Theorem 1. Let $V$ be a Banach space such that $V'$ has the Radon-Nikodym property (for example, $V$ is Hilbert or it's separable reflexive) and $1\leq p<\infty$. If $$u_n\rightharpoonup u\quad\text{em}\quad L^p(0,T;V),$$ then $$\int_0^T\varphi u_n\;dt\rightharpoonup\int_0^T\varphi u\;dt\quad\text{em}\quad X,\qquad\forall\ \varphi\in C[0,T].$$

Theorem above implies the desired result provided that the sequence $\{u'_n\}$ of weak derivatives has sufficient regularity.

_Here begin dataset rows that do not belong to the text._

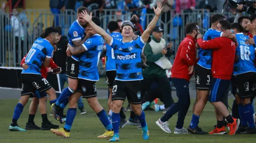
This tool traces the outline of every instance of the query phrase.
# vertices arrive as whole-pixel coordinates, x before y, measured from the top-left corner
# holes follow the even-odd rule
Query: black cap
[[[153,30],[153,32],[159,32],[162,31],[164,31],[164,30],[159,26],[156,26]]]

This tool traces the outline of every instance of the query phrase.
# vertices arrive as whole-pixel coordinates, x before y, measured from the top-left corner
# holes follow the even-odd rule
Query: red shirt
[[[226,37],[215,38],[210,41],[197,39],[197,44],[204,49],[213,50],[212,74],[213,77],[230,80],[233,72],[236,54],[236,43]]]
[[[27,57],[27,55],[23,58],[22,60],[20,62],[20,66],[22,67],[22,64],[25,63],[25,59]],[[54,69],[57,68],[58,66],[55,63],[52,59],[51,59],[51,61],[50,62],[50,67],[51,68]],[[42,65],[42,68],[41,68],[41,74],[43,78],[46,79],[47,77],[47,73],[48,72],[48,68],[44,68],[43,65]]]
[[[189,81],[192,74],[189,74],[189,67],[195,65],[196,56],[195,39],[190,35],[187,35],[178,49],[171,68],[171,77]]]

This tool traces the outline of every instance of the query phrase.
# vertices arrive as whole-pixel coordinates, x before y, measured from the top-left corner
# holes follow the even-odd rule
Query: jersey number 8
[[[240,46],[240,53],[241,59],[242,60],[250,60],[250,55],[251,55],[251,51],[250,51],[250,47],[247,46]]]

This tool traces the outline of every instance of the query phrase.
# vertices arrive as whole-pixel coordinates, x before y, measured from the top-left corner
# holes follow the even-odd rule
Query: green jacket
[[[157,43],[160,43],[160,41],[156,40],[153,35],[151,36],[151,40],[154,40]],[[166,75],[166,70],[162,69],[155,63],[155,61],[162,57],[163,55],[161,53],[154,54],[151,46],[148,43],[147,43],[145,46],[143,53],[146,57],[147,62],[146,63],[148,66],[142,71],[143,77],[149,79],[155,77],[162,77]]]

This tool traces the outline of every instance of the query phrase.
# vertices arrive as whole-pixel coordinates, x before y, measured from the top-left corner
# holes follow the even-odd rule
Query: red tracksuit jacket
[[[189,74],[189,67],[195,65],[196,57],[195,39],[190,35],[187,35],[178,49],[171,68],[171,77],[189,81],[192,74]]]
[[[27,57],[27,55],[23,58],[22,60],[20,62],[20,66],[22,67],[22,64],[25,63],[25,59]],[[51,61],[50,62],[50,67],[51,68],[54,69],[56,69],[58,66],[55,63],[52,59],[51,59]],[[47,73],[48,72],[48,68],[44,68],[43,65],[42,65],[42,68],[41,68],[41,74],[43,78],[46,79],[47,77]]]
[[[230,80],[233,72],[236,43],[226,37],[215,38],[210,41],[197,40],[198,45],[204,49],[213,50],[212,74],[213,77]]]

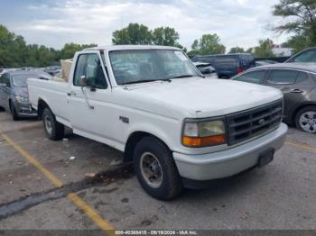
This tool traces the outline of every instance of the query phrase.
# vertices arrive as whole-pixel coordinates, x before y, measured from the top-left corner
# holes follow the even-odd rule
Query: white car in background
[[[209,78],[218,78],[216,69],[207,62],[193,62],[193,65],[203,74],[206,77]]]

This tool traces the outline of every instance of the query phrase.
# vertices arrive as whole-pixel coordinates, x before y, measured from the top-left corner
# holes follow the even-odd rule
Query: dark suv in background
[[[303,50],[285,61],[291,62],[316,62],[316,47]]]
[[[196,56],[191,60],[209,63],[220,78],[229,78],[256,66],[255,59],[250,53]]]
[[[316,63],[262,66],[232,79],[280,89],[284,95],[283,121],[316,133]]]

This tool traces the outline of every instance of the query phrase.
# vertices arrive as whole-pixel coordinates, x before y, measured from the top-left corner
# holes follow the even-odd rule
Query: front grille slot
[[[228,145],[275,128],[282,121],[283,101],[227,115]]]

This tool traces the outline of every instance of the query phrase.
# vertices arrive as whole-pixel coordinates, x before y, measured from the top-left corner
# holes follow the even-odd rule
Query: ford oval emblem
[[[261,120],[258,121],[258,123],[259,123],[259,124],[263,124],[265,122],[265,119],[261,119]]]

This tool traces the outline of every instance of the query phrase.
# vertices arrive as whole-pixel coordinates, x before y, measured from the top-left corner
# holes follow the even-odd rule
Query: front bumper
[[[180,176],[191,180],[211,180],[234,176],[258,164],[259,156],[268,149],[279,150],[284,141],[287,125],[230,150],[202,155],[173,152]]]
[[[30,102],[15,102],[15,111],[20,117],[36,117],[37,111],[32,108]]]

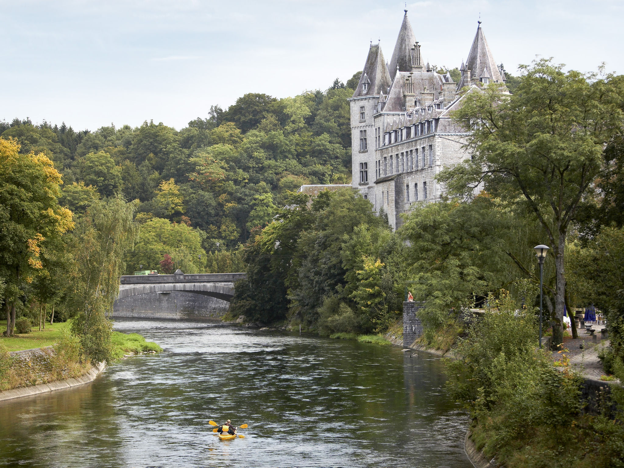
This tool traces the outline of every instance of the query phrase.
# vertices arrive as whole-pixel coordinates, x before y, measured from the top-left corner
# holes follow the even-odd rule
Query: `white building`
[[[468,133],[450,117],[461,105],[459,90],[506,81],[480,21],[459,83],[424,62],[406,10],[389,65],[379,45],[371,43],[349,99],[353,186],[378,212],[383,208],[393,229],[414,203],[440,199],[437,173],[470,157],[462,147]]]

More precisely:

Let $V$ be as in the hypothesis of Theorem 1. Assume that $$v_n\rightharpoonup v\quad\text{in}\quad L^2(0,T;V)$$ and that $\{v_n'\}$ is bounded in $L^b(0,T; V)$ for some $1<b<\infty$. Then $$v_n(s)\rightharpoonup v(s)\quad\text{in}\quad V,\qquad\forall\ s\in(0,T).$$

Proof:

Let $s\in(0,T)$ and $f\in V'$. We want to prove that

$$f(v_n(s))\to f(v(s))\quad\text{in}\quad\mathbb{R}.$$

Define $u_n=v_n-v$. Then $$u_n\rightharpoonup 0\quad\text{in}\quad L^2(0,T;V)\tag{1}$$ and we need to prove that $$f(u_n(s))\to 0\quad\text{in}\quad\mathbb{R}.$$

Set $\phi\in C^1([0,T];\mathbb{R})$ such that $\phi(0)=-1$ and $\phi(T)=0$.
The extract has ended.